Romero procured Jones’ services after the car was delivered and asked him to join in his visit to Hawley’s school in Gainesville, Florida. There, while Romero was taking part in Hawley’s classrooms sessions via a translator, Jones was in the neighboring garages with Romero’s mechanic walking him through the technical and maintenance aspects of the Camaro. “While they were having driving school up front, we were basically having mechanics school out back,” Jones says with a laugh.
At the close of the two-day session, Romero completed Hawley’s course in a 10-second, Super Gas-style car and than transitioned to the new RJ Camaro. Under the watchful eye of Hawley and Jones — the latter a seasoned doorslammer driver in his own right — Romero began with 330-foot shutoff runs, gradually progressing to the point that Hawley green-lit full 1/4-mile laps. By the end of the day, Romero had competed five to six runs, dipped into the mid-sevens, and earned his Advanced E.T. NHRA license.
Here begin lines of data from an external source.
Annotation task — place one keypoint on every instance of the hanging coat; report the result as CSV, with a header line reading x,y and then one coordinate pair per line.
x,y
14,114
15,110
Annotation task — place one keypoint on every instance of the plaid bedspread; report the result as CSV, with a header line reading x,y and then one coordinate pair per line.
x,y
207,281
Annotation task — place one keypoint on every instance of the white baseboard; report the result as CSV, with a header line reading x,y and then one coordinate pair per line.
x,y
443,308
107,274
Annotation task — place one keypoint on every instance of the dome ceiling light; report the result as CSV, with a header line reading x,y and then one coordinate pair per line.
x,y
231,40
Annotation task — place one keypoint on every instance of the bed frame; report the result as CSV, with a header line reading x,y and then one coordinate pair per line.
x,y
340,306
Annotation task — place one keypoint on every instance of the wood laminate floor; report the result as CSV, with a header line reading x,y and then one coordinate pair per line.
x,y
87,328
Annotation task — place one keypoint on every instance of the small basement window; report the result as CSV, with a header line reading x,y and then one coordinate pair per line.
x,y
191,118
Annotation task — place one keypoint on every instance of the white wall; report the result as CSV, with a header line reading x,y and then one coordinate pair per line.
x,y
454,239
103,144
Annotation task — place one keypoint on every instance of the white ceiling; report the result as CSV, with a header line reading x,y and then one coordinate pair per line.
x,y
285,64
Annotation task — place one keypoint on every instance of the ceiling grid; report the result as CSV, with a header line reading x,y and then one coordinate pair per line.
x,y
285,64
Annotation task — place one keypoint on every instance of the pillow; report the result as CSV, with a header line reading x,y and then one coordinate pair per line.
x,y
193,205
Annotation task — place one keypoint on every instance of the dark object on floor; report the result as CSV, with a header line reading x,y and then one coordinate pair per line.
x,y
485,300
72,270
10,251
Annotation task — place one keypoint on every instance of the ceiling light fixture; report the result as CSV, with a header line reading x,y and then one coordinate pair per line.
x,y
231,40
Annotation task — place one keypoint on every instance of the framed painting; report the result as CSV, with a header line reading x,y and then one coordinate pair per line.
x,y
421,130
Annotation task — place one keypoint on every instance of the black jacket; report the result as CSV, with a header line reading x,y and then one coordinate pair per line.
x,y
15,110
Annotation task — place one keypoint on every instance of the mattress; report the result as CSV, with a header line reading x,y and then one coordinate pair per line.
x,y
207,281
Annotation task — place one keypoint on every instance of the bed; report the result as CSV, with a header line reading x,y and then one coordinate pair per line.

“His first reaction was that it was awesome,” says Karim Cuberas, Romero’s representative. “The car felt as quick as lightning, and that’s the origin of the naming of the car: “Thunderstruck.” Mr. Romero is an AC/DC fan, and when he jumped out of the car he was thunderstruck. This car is the quickest thing he has driven yet, and we hope he continues improving, and as he does he will probably drive something quicker.”
“He got right out of Frank’s car, and I had this thing complete and turn-key waiting in the staging lanes — everybody in the class was drooling over it — and he jumped right in this thing,” Jones adds. “The next day he went a string of 7.50s and on the last day, we tried to de-tune and slow the car down to get it to run safely on the overseas runways they were going to be racing its on. It could obviously run in the sevens, but on the surfaces they have over there you might crash, so we wanted to make it safely run eight, nine, even 10-seconds….we wanted to give them different tune-ups that they could load for the different conditions.
“These guys were thrilled with the car and with Frank and with our service,” Jones says, adding, “It was a really neat experience, because someone from across the world, who really didn’t know where to start, wanted to get involved in drag racing. We felt like this might inspire other people — even people here in the states — who want to get involved and don’t know where to start. If this guy from Spain, who didn’t know what to do, had never driven a racecar, basically did all of this with our help and left the states with the quickest sportsman license you can get, anyone can do it.”
Since returning home, Romero and company have tested the car on a local runway, and long-term, their hopes are to compete in existing events — particularly, the European Drag Challenge in England, Germany, and Sweden — while simultaneously utilizing the car to generate interest in more organized racing in Spain. Above all, though, Cuberas says Romero “wants to have some fun” with the endeavor.